Why do the neurotransmitters get out of balance, what in modern lifestyle is the cause or multiple causes.
According to this paper
"In recent years, a genetic defect of the OCTN1 and OCTN2 of the colon has been identified in patients with Crohn’s disease. The OCTN1 and OCTN2 are responsible for transport of cations, including the monoamines of the serotonin–dopamine system and their precursors. It is known with Crohn’s disease patients that there is a marked increased in serotonin levels of the proximal and distal colon associated with a defect in serotonin synthesis. It remains to be proven whether a transport problem exists in the serotonin–dopamine system induced by the OCTN1 and OCTN2 genetic defect found in Crohn’s disease."
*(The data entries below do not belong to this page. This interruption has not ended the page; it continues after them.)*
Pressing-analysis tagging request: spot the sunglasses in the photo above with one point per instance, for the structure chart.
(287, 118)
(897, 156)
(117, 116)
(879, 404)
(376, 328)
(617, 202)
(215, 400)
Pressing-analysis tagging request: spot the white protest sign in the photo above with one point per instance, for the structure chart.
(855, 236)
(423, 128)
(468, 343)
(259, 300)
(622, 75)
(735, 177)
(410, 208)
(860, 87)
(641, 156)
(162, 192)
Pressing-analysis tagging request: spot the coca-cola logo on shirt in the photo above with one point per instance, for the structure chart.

Though, I've also found a lot of similarities between this approach and the mutations related to the methylation genes.From mthfr.net
http://mthfr.net/mthfr-a1298c-mutation-some-information-on-a1298c-mthfr-mutations/2011/11/30/ said...From Wikipedia
The MTHFR enzyme appears to contribute function in both two major pathways: BH4 and Methylation.
The area which the A1298C MTHFR mutation works appears to disrupt function in the BH4 cycle.
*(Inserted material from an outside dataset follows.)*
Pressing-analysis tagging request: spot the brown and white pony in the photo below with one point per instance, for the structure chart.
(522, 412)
The BH4 cycle is absolutely critical for these various functions:
assists the breakdown of phenylalanine
helps form these neurotransmitters:
- Norepinephrine (noradrenaline)
- Epinephrine (adrenaline)
cofactor to produce Nitric Oxide (NO)
assists breakdown of ammonia
Methylenetetrahydrofolate reductase (MTHFR) is the rate-limiting enzyme in the methyl cycle, and it is encoded by the MTHFR gene. Methylenetetrahydrofolate reductase catalyzes the conversion of 5,10-methylenetetrahydrofolate to 5-methyltetrahydrofolate, a cosubstrate for homocysteine remethylation to methionine. Genetic variation in this gene may influence susceptibility to occlusive vascular disease, neural tube defects, colon cancer and acute leukemia, and mutations in this gene are associated with methylenetetrahydrofolate reductase deficiency.
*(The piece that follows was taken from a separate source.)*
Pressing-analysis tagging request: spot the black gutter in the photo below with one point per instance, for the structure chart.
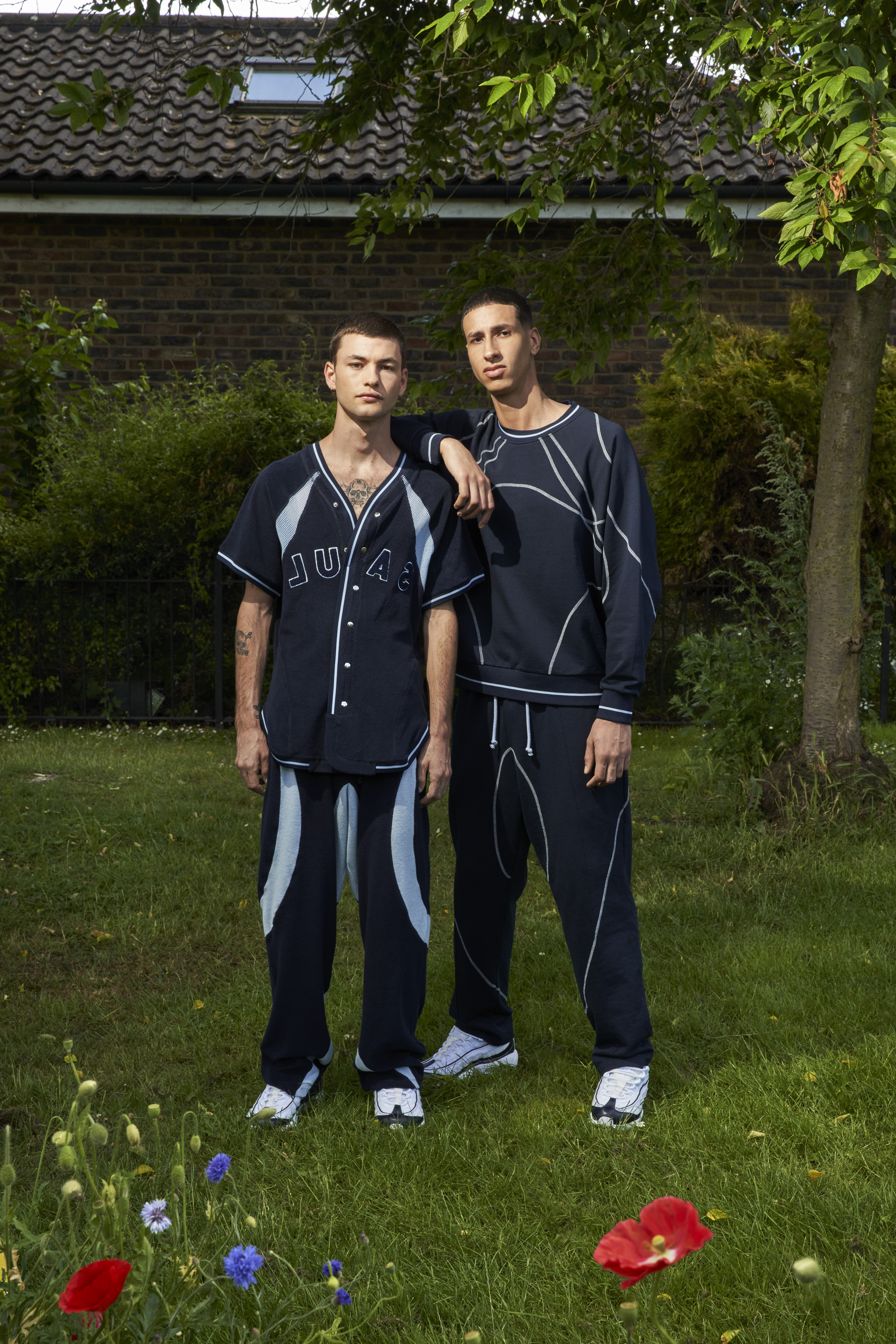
(339, 191)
So, those of you that have seen positive results by this therapy (or those who don't) might also want to get yourself tested for mutations of the methylation genes. From my understanding the amino-acid therapy's approach tries to surpass the limited production of neurotransmitters by providing great amounts of their precursors. However the root of the problem might be the incorrect function of methylenetetrahydrofolate reductase.